Although the question has been already answered, I will like to add a bit more of detail.
The expression you are quoting come from the thermodynamic formulation of the TST that expresses the dependence of the rate constant of temperature as
$$k(T)=\frac{k_\mathrm bT}h\exp\left(-\frac{-\Delta G^\ddagger_0}{RT}\right)$$
and can be partitioned in an entropic and enthalpic contributions
$$k(T)=\frac{k_\mathrm bT}h\exp\left(-\frac{-\Delta S^\ddagger_0}R\right)\exp \left(-\frac{-\Delta H^\ddagger_0}{RT}\right)$$
From this equation you can obtain the activation energy $E_\mathrm a$ using the relation
$$\frac{\mathrm d\ln k(t)}{\mathrm dT}=-\frac{E_\mathrm a}{RT^2}$$
Using this equation you will obtain
$$E_\mathrm a=\Delta U^\ddagger_0+RT$$
Since $H=U+pV$
$$\Delta H^\ddagger_0=\Delta U^\ddagger_0+p\,\Delta V^\ddagger_0+RT$$
For a condensed phase reaction $\Delta V^\ddagger_0\approx0$ and
$$E_\mathrm a=\Delta H^\ddagger_0+RT$$
For a gas phase reaction, $p\Delta V^\ddagger_0=\Delta n^\ddagger RT$.

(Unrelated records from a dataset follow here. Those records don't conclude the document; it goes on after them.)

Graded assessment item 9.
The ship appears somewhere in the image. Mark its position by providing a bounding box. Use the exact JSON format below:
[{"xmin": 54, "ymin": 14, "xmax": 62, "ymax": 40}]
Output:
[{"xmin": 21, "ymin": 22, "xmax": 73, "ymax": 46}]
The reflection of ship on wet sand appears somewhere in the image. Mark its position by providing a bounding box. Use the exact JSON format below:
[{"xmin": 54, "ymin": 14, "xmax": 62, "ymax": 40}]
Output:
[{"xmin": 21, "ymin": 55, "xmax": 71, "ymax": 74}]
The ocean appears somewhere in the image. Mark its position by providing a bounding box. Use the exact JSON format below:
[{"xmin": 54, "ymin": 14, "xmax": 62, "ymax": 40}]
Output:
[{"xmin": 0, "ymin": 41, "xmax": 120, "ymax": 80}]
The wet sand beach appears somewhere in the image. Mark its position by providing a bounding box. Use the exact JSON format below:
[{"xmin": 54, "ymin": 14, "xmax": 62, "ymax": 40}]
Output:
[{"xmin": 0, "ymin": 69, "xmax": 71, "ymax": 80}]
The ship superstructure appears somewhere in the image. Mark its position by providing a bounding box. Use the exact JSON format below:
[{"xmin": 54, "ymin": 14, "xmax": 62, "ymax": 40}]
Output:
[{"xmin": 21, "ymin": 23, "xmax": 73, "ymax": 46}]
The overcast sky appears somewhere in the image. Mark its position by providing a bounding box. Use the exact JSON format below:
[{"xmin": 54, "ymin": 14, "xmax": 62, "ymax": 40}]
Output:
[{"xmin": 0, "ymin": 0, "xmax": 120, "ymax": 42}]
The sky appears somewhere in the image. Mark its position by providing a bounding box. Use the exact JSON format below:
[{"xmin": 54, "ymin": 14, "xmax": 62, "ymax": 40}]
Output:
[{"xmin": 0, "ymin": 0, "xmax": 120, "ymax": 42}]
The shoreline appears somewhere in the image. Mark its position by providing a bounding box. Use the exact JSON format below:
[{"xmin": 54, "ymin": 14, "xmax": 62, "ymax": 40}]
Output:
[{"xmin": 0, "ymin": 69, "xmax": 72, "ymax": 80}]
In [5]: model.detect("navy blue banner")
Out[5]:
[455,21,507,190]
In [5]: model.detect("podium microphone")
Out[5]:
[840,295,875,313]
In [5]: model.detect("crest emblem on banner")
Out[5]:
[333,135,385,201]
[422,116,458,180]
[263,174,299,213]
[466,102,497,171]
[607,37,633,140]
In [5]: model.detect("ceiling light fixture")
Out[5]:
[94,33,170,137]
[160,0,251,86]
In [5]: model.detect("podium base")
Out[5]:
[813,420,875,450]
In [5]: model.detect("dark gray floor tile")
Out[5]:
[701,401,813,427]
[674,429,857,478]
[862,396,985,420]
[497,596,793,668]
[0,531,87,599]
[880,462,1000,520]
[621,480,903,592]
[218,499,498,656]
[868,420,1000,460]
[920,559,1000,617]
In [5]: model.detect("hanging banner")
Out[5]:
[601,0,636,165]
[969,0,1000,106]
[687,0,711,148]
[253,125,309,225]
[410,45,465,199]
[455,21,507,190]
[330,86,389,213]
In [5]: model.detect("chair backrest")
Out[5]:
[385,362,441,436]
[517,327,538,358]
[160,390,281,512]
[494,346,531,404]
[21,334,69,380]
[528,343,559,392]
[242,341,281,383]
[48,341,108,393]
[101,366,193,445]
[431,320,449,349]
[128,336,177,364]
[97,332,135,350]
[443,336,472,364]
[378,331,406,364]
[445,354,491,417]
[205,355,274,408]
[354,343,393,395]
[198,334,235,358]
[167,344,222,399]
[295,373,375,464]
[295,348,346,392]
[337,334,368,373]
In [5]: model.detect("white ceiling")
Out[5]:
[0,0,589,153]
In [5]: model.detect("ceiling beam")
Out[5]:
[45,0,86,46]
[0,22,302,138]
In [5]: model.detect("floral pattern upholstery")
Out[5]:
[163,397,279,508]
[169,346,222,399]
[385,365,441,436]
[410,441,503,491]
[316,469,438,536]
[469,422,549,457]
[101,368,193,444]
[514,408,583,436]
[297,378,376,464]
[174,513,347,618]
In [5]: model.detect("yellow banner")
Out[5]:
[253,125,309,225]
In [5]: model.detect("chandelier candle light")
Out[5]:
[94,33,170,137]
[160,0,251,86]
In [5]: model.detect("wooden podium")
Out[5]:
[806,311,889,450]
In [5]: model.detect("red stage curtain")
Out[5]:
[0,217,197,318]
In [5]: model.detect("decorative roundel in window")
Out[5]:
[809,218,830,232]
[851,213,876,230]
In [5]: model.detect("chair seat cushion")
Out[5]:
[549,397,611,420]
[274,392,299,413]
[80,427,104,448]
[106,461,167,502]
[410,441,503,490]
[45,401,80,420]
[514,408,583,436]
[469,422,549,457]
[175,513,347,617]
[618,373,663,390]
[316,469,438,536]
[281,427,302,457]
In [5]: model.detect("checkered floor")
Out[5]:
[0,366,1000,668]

For a gas phase unimolecular reaction $\Delta n^\ddagger=0$, the result is equal to that the obtained by a condensed phase reaction, while for a second-order reaction $\Delta n^\ddagger=-1$, and
$$E_\mathrm a=\Delta H^\ddagger_0+2RT$$
You can find a more detailed discussion in Keith Laidler, Chemical kinetics 3rd. ed., Harper Collins Publishers, (1987); Jeffrey I. Steinfeld, Joseph S. Francisco, William L. Hase, Chemical Kinetics and Dynamics, Prentice Hall (1989); or Paul L. Houston, Chemical Kinetics and Reaction Dynamics, McGraw-Hill (2001).